Mah e Mir

The tagline for this movie is Embrace your Madness, and so it goes with every literary/ creative genius out there. Don’t they all seem to go a little cuckoo in their minds before achieving super stardom?

The premise for this Pakistani movie is simple:

A struggling poet, Jamal Ahmad, has an issue with the modern world’s interpretation of what poetry should be all about. He is awakened from his slumber when his columns in the paper is dropped over a fashion show report.  While hanging out at the Coffee House, Jamal watches a TV show discussing about poetry, old and new. He calls in and asks the host about why the obsession with old poets.

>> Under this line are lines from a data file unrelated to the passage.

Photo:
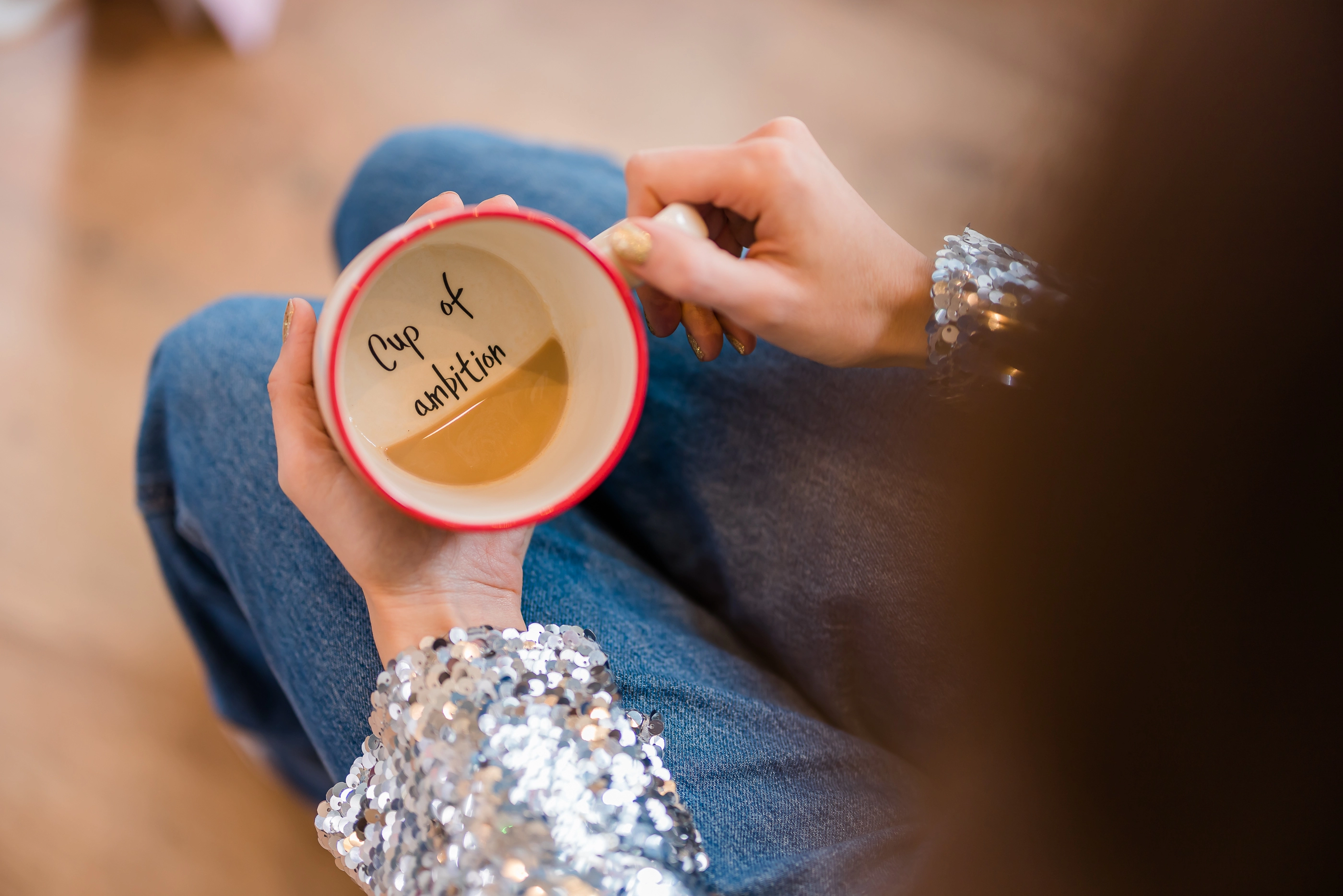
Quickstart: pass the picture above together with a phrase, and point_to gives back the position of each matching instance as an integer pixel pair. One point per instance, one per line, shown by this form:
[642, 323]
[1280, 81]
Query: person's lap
[791, 499]
[783, 798]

My name is Fahad Mustafa, and even though I am a TV actor, you will see me here trying hard to play the role of a struggling poet. I am very angry at the world, but see, I am now reading Mir’s poetry, which will help me transform my life and find a real meaning to my existence.

This sets the tone for the movie, in which a debate begins about classical versus traditional versus contemporary Urdu poetry.

Hitting rock bottom, Jamal is visited by Dr. Kamal, who hands him his book of poems, which Jamal reads. In what is the best part of the movie, Jamal enters into his world of imaginarium, where he lives out the character in the poems/ ghazals.

In this imaginary world, Jamal becomes Mir.

Oh, look, here I am again. I am now imaging myself to be Mir. I will speak a lot of fancy Urdu, and so this is perhaps the best time for you to read the subtitles in English below on the screen. I will have clean hair and will be more  presentable than who I am in the modern world.

we encounter Mehtab Begum (Iman Ali) who is a courtesan, and develops a fascination with Mir, not to mention another man who also falls in love with the woman.

My name is Iman Ali, and I know I look beautiful, even though I wear contact lenses and don’t dub my lines very well. Oh, also, you will note that dancer besides me dances a lot better than me.

Ultimately, the movie becomes a journey into the maddening of Jamal Ahmad., who learns to rewire his brains and in the process of peeling of his layers and shifting his paradigms, discovers who he is and what he is meant to be. In other words, he had to go a little mad to discover his true self.

What do I make of this movie? I couldn’t have survived this movie, had there been no English subtitles.

The problem with the movie:

  1. The use of pure Urdu in the dialogues and poetry was a major put off. The subtitles saved me.
  2. The movie felt like as if it were made for television and not a cinema house.
  3. The acting by Fahad Mustafa, as Jamal, slightly backfired as someone with a greater control of Urdu prose was required.
  4. Iman Ali, though a beautiful woman, did a bad job of dubbing her lines (and please, get rid of the contact lenses!)
  5. There were lots of “artistic” elements, like the imagery of a full blue moon that failed on so many levels.
  6. I was not sure if this movie was a semi biography, and whether Jamal’s life echoed Mir’s life, or was Jamal able to relate to Mir’s misery so well? Not entirely sure.

Having said this, I do feel the movie had a few redeeming qualities, that could have been explored with greater handling of the subject:

  1. The debate between classical poetry and modern poetry is something worth exploring. Is the poetry written today destroying the classical ones? There is an interesting debate between the two main characters over the importance of the classics. “You can’t drive forward without a rear view mirror,” utters Dr. Kamal. A very valid point is made about the progression of culture while utilizing our cultural past glories.
  2. The use of flashbacks were effective and used sparingly. It didn’t hamper or slowed down the narrative. at almost 2.5 hours, the movie feels like it’s stretching out, but then it doesn’t.
  3. The quality of the movie is top notch (although some of the set designs felt amateurish).
  4. The movie does incite some level of interest in the renowned Pakistani poet Mir Taqi Mir. I personally had no idea who he was, and I came home and read up on him.
  5. Dr. Kamal’s love story, though juvenile at best, does raise up the point of a man’s ego getting in way of declaring love for someone. Ego does mess things up, and it’s fine if we can let go of ego at times.

Mah e Mir to seems to have a wonderful concept on paper, but got lost massively in it’s execution for the big screen. At best, this could have worked a two part TV series.

Save your money and keep on hoping for the next big Pakistani film to work.

Oh, also, one of my favorite Pakistani actress Sanam Saeed, is completely wasted in this movie. Hugely disappointing.

My name is Sanam Saeed, and I play the role of Naina Kanwal. I have a very small role, and I don’t even know why I picked this movie. I have nothing to show, except look pretty.